Cabe imaginar que el asunto será objeto de análisis en el encuentro bilateral que mantendrán Wen Jiabao y Yasuo Fukuda en la cumbre de Asia oriental que celebrará en Singapur a partir de este domingo. En los últimos meses, el Dalai Lama ha sido recibido por el primer ministro australiano, John Howard, por la canciller alemana, Angela Merkel, por el presidente George Bush y por el primer ministro canadiense Stephen Harper. Y bien pudiera haber más visitas en una agenda que sorprende por la significada concertación y relevancia de sus interlocutores, circunstancia que descarta cualquier atisbo de casualidad. En el próximo mes de diciembre, debiera ser recibido en el Vaticano.
Sin excluir el diálogo con los representantes del Dalai Lama, las autoridades chinas basan su estrategia de contención del problema tibetano en la actuación en dos frentes: el desarrollo económico interno y el aislamiento internacional.
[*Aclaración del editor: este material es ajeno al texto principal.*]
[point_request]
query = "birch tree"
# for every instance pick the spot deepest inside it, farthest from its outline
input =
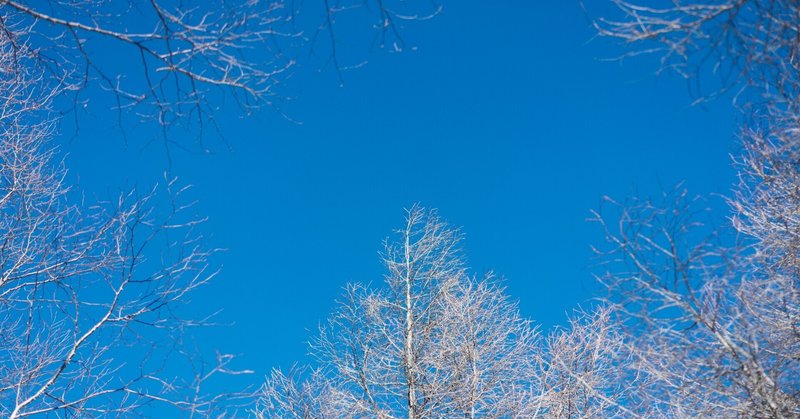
(434, 342)
(175, 63)
(90, 292)
(713, 311)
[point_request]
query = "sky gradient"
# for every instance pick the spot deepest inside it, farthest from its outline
(506, 117)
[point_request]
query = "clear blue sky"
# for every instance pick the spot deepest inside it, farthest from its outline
(505, 118)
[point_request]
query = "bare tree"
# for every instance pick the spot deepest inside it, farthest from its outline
(746, 43)
(713, 311)
(178, 62)
(435, 342)
(90, 293)
(432, 343)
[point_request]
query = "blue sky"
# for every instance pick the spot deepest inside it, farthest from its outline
(506, 118)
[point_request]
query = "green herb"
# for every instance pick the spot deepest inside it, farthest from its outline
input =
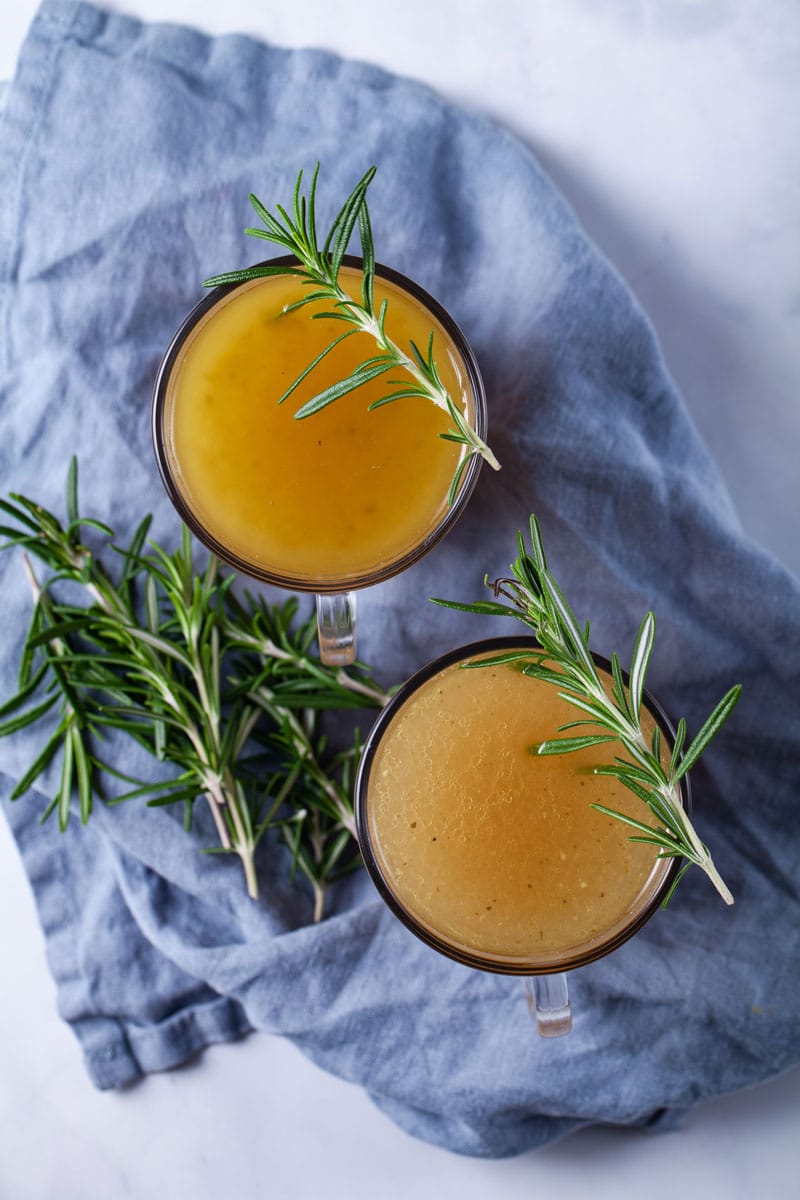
(222, 690)
(319, 270)
(565, 661)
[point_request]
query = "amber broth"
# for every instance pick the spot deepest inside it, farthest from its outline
(492, 849)
(334, 497)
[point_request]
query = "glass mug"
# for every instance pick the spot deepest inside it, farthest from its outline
(489, 853)
(341, 499)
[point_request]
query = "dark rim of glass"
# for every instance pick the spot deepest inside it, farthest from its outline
(306, 583)
(488, 963)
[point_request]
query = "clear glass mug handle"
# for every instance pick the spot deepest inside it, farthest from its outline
(548, 1000)
(336, 628)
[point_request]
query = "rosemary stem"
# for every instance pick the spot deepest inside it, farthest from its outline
(362, 689)
(319, 903)
(215, 803)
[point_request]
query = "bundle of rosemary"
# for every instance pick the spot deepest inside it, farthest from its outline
(222, 688)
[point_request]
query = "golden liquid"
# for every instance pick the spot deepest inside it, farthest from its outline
(492, 849)
(330, 498)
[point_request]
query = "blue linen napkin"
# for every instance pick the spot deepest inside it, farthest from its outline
(126, 155)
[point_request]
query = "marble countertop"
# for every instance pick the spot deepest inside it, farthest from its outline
(672, 126)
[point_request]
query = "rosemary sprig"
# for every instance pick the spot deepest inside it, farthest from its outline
(319, 270)
(565, 661)
(224, 690)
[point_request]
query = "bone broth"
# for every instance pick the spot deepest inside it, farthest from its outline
(335, 496)
(489, 847)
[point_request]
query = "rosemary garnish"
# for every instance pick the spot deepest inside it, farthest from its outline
(319, 270)
(223, 690)
(565, 661)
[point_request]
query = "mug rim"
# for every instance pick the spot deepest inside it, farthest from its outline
(497, 964)
(306, 582)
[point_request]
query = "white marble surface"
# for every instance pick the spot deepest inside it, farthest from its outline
(673, 129)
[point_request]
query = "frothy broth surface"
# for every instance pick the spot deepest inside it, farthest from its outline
(492, 847)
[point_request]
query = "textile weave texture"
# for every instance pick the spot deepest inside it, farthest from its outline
(126, 155)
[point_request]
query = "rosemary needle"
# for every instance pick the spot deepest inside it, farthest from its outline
(535, 599)
(224, 690)
(319, 270)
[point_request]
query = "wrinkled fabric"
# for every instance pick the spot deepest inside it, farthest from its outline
(126, 155)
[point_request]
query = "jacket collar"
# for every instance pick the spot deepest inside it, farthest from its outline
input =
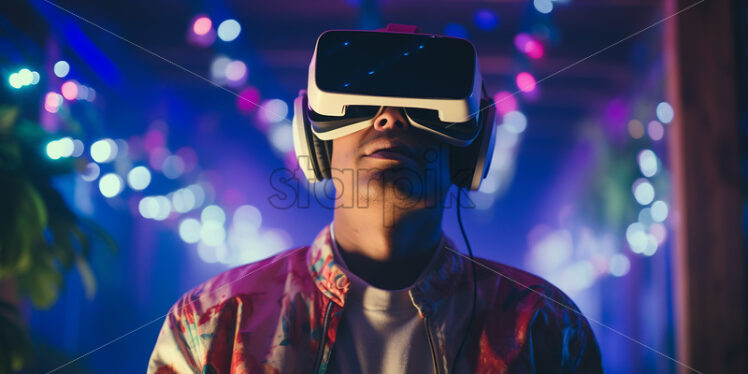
(427, 296)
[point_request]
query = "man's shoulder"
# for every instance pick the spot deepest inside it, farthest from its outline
(254, 278)
(513, 286)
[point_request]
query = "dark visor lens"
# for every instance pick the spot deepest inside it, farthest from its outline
(396, 65)
(353, 114)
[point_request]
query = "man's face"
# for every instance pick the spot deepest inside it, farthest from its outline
(391, 161)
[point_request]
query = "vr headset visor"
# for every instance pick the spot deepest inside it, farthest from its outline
(353, 75)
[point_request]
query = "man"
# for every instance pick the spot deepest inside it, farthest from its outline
(381, 289)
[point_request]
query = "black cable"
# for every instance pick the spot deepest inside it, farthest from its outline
(475, 282)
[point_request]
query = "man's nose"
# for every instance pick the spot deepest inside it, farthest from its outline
(390, 118)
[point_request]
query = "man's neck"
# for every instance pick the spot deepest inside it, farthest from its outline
(388, 256)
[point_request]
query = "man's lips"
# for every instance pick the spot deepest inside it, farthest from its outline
(391, 150)
(391, 153)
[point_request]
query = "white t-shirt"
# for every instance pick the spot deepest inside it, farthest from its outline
(380, 330)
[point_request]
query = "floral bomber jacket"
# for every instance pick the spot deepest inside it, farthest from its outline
(281, 315)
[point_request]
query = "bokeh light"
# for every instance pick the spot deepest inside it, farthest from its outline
(78, 148)
(61, 69)
(69, 90)
(455, 30)
(274, 110)
(52, 102)
(515, 122)
(183, 200)
(229, 30)
(636, 129)
(505, 102)
(655, 130)
(665, 112)
(173, 167)
(236, 71)
(636, 236)
(647, 163)
(213, 213)
(218, 68)
(60, 148)
(543, 6)
(248, 100)
(110, 185)
(643, 191)
(485, 19)
(202, 25)
(525, 82)
(139, 178)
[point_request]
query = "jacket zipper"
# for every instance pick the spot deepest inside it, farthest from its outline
(318, 359)
(431, 345)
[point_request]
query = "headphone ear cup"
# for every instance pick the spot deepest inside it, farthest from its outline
(323, 153)
(305, 142)
(469, 165)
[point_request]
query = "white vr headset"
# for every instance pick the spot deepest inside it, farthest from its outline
(354, 74)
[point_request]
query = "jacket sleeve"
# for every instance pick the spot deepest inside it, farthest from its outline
(561, 341)
(174, 350)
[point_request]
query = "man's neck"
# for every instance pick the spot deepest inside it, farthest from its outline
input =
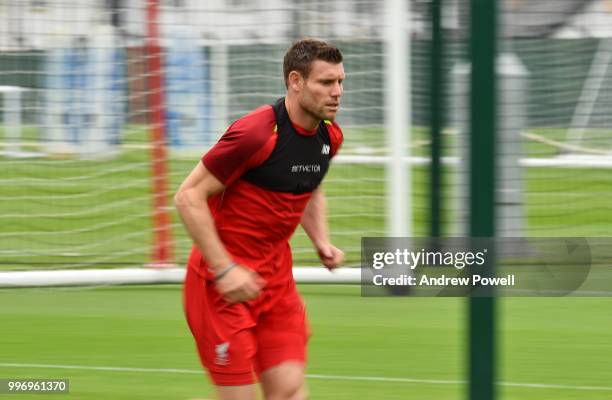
(298, 116)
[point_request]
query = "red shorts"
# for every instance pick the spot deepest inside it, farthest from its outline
(237, 342)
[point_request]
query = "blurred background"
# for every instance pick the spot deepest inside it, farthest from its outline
(107, 105)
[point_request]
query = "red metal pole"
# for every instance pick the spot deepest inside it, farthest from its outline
(162, 234)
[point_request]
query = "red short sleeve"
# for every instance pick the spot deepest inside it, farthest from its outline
(246, 144)
(335, 136)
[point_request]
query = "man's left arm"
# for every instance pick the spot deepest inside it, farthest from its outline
(314, 222)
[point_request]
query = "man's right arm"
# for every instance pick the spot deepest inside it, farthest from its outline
(191, 202)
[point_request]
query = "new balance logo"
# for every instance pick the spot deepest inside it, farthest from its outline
(222, 357)
(316, 168)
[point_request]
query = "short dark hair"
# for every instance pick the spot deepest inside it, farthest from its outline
(303, 53)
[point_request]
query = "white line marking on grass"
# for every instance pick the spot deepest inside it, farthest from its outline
(311, 376)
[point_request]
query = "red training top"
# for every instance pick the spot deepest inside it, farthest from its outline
(259, 210)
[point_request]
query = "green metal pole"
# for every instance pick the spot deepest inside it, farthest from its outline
(437, 118)
(483, 38)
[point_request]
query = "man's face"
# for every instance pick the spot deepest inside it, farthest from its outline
(321, 90)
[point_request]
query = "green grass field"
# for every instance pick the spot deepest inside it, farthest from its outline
(81, 213)
(133, 343)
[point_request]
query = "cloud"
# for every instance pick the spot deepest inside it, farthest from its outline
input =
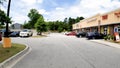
(52, 10)
(31, 2)
(85, 8)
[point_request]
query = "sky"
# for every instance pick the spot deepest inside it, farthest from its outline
(53, 10)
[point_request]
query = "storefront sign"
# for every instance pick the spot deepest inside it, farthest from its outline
(104, 17)
(117, 37)
(91, 20)
(117, 14)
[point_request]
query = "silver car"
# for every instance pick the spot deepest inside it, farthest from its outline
(26, 33)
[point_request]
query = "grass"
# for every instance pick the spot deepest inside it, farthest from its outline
(39, 36)
(6, 53)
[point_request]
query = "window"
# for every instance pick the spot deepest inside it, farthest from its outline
(104, 17)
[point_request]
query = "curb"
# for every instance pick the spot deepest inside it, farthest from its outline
(109, 44)
(14, 59)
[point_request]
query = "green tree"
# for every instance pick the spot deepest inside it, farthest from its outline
(34, 16)
(1, 1)
(40, 25)
(4, 18)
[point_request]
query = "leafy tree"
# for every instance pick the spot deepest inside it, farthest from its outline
(1, 1)
(40, 25)
(4, 18)
(34, 16)
(26, 25)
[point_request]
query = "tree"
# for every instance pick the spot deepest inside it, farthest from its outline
(4, 18)
(40, 25)
(34, 16)
(1, 1)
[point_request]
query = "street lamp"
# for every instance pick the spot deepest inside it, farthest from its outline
(7, 40)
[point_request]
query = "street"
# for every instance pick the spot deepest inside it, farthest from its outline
(60, 51)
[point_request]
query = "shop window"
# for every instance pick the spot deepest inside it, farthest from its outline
(105, 30)
(104, 17)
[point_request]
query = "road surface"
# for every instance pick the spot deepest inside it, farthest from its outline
(60, 51)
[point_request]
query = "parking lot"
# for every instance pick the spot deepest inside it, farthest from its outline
(61, 51)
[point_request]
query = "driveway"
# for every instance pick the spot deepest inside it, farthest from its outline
(60, 51)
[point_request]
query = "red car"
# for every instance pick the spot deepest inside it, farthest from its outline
(71, 34)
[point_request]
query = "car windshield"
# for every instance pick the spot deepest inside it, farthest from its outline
(25, 30)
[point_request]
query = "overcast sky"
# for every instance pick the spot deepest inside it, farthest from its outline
(53, 10)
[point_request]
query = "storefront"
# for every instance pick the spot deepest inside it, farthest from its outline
(107, 23)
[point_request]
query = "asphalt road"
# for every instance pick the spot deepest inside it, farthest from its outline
(60, 51)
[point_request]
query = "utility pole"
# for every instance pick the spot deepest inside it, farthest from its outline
(7, 40)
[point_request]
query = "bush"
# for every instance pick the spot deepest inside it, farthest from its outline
(109, 37)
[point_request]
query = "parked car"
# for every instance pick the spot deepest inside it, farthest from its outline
(3, 32)
(94, 35)
(81, 34)
(26, 33)
(71, 33)
(15, 34)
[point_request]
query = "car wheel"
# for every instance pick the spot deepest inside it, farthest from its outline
(93, 37)
(80, 36)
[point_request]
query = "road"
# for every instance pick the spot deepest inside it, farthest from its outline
(60, 51)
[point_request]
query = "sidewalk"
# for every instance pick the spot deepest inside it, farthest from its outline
(107, 43)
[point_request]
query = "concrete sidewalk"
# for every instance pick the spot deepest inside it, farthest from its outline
(116, 45)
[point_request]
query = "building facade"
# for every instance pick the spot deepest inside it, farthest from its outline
(107, 23)
(16, 26)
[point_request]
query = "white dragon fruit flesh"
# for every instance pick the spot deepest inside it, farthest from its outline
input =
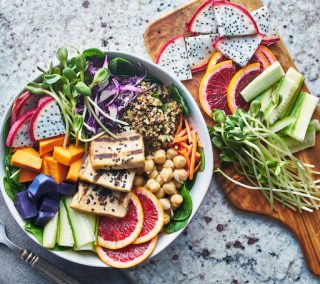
(239, 49)
(265, 26)
(23, 104)
(173, 57)
(200, 49)
(19, 134)
(233, 19)
(47, 120)
(203, 21)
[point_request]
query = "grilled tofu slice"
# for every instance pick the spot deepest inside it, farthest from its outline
(124, 152)
(97, 200)
(118, 180)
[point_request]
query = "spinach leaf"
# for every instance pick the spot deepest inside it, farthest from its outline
(34, 230)
(121, 66)
(185, 210)
(94, 52)
(176, 96)
(175, 226)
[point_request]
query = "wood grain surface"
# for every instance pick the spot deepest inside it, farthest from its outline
(305, 226)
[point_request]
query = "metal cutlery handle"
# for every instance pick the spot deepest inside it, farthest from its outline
(47, 269)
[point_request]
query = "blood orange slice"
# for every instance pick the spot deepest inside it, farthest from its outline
(243, 77)
(214, 86)
(128, 256)
(258, 56)
(216, 58)
(117, 233)
(267, 53)
(152, 213)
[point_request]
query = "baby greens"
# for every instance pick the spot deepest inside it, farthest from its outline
(263, 158)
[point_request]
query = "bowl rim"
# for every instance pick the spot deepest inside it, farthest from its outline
(205, 176)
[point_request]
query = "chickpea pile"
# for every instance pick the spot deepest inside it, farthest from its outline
(163, 174)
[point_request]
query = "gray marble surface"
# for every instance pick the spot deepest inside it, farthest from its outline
(221, 244)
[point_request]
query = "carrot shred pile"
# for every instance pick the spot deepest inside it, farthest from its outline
(187, 142)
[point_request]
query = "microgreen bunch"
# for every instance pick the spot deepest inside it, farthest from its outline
(264, 159)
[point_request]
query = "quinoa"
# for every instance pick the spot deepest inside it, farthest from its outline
(154, 115)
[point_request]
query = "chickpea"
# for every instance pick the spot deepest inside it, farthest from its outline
(153, 174)
(138, 181)
(169, 188)
(177, 184)
(179, 162)
(168, 164)
(167, 174)
(171, 153)
(140, 171)
(180, 175)
(176, 200)
(160, 156)
(148, 166)
(152, 185)
(165, 203)
(159, 179)
(166, 219)
(160, 193)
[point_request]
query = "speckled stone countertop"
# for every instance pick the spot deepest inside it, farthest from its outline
(221, 244)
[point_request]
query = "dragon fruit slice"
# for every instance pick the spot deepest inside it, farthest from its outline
(240, 49)
(173, 57)
(23, 104)
(46, 120)
(19, 135)
(233, 19)
(203, 21)
(200, 49)
(265, 26)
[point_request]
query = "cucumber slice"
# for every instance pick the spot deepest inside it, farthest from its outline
(50, 232)
(80, 224)
(309, 141)
(283, 123)
(286, 94)
(65, 237)
(302, 109)
(264, 81)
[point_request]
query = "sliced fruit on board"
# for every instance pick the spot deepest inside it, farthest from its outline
(129, 256)
(203, 21)
(240, 49)
(239, 81)
(23, 104)
(47, 120)
(19, 134)
(200, 49)
(214, 86)
(173, 57)
(258, 56)
(216, 58)
(153, 215)
(265, 26)
(267, 53)
(233, 19)
(117, 233)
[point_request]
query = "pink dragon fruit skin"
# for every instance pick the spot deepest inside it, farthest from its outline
(23, 104)
(19, 135)
(234, 19)
(173, 57)
(47, 120)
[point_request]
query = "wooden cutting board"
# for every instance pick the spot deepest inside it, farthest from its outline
(305, 226)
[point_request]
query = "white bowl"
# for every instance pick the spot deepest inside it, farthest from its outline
(197, 193)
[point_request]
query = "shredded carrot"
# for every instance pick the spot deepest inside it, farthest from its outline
(193, 154)
(181, 133)
(180, 124)
(186, 122)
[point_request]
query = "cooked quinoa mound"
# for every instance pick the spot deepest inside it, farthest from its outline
(154, 115)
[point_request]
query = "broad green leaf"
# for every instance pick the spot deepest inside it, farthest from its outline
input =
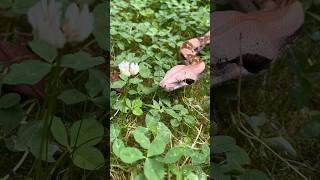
(31, 136)
(47, 151)
(9, 100)
(282, 144)
(59, 131)
(72, 96)
(86, 132)
(114, 131)
(238, 154)
(101, 25)
(152, 119)
(189, 119)
(95, 83)
(118, 84)
(130, 155)
(140, 135)
(137, 103)
(144, 71)
(88, 157)
(234, 167)
(159, 143)
(10, 118)
(135, 80)
(137, 111)
(218, 173)
(81, 61)
(222, 144)
(256, 121)
(253, 174)
(27, 72)
(117, 147)
(44, 50)
(153, 169)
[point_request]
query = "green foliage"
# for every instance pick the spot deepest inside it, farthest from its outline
(275, 125)
(61, 129)
(152, 132)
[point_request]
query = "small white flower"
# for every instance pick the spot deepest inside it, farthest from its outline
(45, 19)
(128, 69)
(78, 24)
(124, 68)
(134, 68)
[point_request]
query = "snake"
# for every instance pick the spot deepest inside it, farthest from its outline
(243, 43)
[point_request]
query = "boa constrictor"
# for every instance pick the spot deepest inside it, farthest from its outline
(259, 37)
(184, 75)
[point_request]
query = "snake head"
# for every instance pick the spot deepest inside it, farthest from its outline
(181, 75)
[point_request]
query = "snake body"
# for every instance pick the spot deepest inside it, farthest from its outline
(259, 37)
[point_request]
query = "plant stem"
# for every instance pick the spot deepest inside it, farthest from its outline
(17, 166)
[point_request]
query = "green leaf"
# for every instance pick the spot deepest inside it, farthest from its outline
(90, 133)
(94, 84)
(81, 61)
(130, 155)
(88, 157)
(44, 50)
(72, 96)
(59, 131)
(31, 136)
(253, 174)
(218, 173)
(27, 72)
(144, 71)
(48, 150)
(10, 118)
(137, 103)
(153, 169)
(152, 119)
(118, 84)
(238, 154)
(114, 131)
(9, 100)
(174, 154)
(256, 121)
(137, 111)
(223, 144)
(135, 81)
(101, 25)
(159, 143)
(282, 144)
(189, 119)
(140, 135)
(117, 147)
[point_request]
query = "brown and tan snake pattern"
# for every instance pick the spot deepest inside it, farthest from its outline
(259, 37)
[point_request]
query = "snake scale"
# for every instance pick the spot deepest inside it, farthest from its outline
(258, 36)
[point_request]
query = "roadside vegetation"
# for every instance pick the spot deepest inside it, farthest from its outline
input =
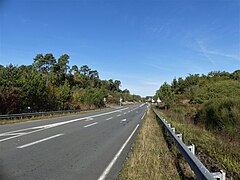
(150, 157)
(206, 109)
(51, 84)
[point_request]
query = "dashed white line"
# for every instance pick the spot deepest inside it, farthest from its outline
(109, 118)
(39, 141)
(108, 168)
(91, 124)
(89, 119)
(44, 127)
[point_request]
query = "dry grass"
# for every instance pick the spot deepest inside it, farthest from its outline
(150, 158)
(214, 150)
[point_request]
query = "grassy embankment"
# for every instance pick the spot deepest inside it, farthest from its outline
(216, 150)
(150, 157)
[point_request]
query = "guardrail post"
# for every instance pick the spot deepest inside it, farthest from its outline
(173, 129)
(192, 148)
(219, 175)
(179, 136)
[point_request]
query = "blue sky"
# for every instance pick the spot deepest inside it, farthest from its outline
(143, 43)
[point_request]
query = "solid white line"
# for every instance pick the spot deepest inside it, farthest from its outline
(39, 141)
(89, 119)
(91, 124)
(109, 118)
(143, 115)
(44, 127)
(107, 170)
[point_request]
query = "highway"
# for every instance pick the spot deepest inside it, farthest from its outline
(85, 146)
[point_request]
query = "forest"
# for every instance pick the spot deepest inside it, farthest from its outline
(51, 84)
(212, 100)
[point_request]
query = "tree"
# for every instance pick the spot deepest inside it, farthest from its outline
(64, 94)
(44, 64)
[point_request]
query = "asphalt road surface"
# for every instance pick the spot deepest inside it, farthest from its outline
(88, 146)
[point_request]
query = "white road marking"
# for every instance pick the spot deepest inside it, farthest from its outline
(44, 127)
(143, 115)
(39, 141)
(89, 119)
(109, 118)
(91, 124)
(107, 170)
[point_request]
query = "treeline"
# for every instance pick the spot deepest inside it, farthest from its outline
(51, 84)
(212, 100)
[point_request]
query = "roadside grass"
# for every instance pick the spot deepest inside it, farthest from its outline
(215, 151)
(150, 157)
(17, 120)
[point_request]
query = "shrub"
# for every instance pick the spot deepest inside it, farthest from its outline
(220, 114)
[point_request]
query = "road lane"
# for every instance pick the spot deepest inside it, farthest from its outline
(81, 153)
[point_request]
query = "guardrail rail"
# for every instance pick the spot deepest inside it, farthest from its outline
(188, 152)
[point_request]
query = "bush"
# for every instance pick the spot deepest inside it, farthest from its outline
(221, 114)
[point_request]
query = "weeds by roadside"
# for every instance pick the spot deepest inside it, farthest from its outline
(150, 157)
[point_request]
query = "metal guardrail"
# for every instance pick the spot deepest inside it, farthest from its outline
(188, 153)
(35, 114)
Pero, ¿es suficiente? Beijing piensa que un mayor desarrollo y riqueza pueden hacer olvidar a los tibetanos cualquier deriva política soberanista basada en el aprecio de su identidad. Los índices económicos y sociales en el Tibet mejoran año tras año, con independencia de quienes sean sus más directos beneficiarios, muchos de ellos pertenecientes a la floreciente comunidad han de la región, o de sus consecuencias en el equilibrio ambiental de la meseta. No obstante, es ilusorio pensar que el desarrollo y la erradicación de la pobreza puedan, por si solos, mitigar el apego a la identidad y los consiguientes deseos de gestionar su proyección en condiciones de mínima normalidad. Incluso, muy al contrario, podría darle más bríos. Por eso se requieren también medidas políticas.
El aislamiento internacional de la causa tibetana, al igual que la del soberanismo taiwanés, es buscado con afán por esta China, paradójicamente, cada vez más abierta al exterior. Sin entrar en los muchos matices que diferencian ambos problemas, Beijing es consciente de que reduciendo el marco de la negociación al ámbito interno, dentro puede con el asunto. Por eso, la China que ha convertido su apertura en símbolo y expresión de la reforma, no escatima esfuerzos en reducir los apoyos externos a cualquier causa interna, reclamando la no ingerencia y descalificando cualquier asomo de presión o interferencia exterior.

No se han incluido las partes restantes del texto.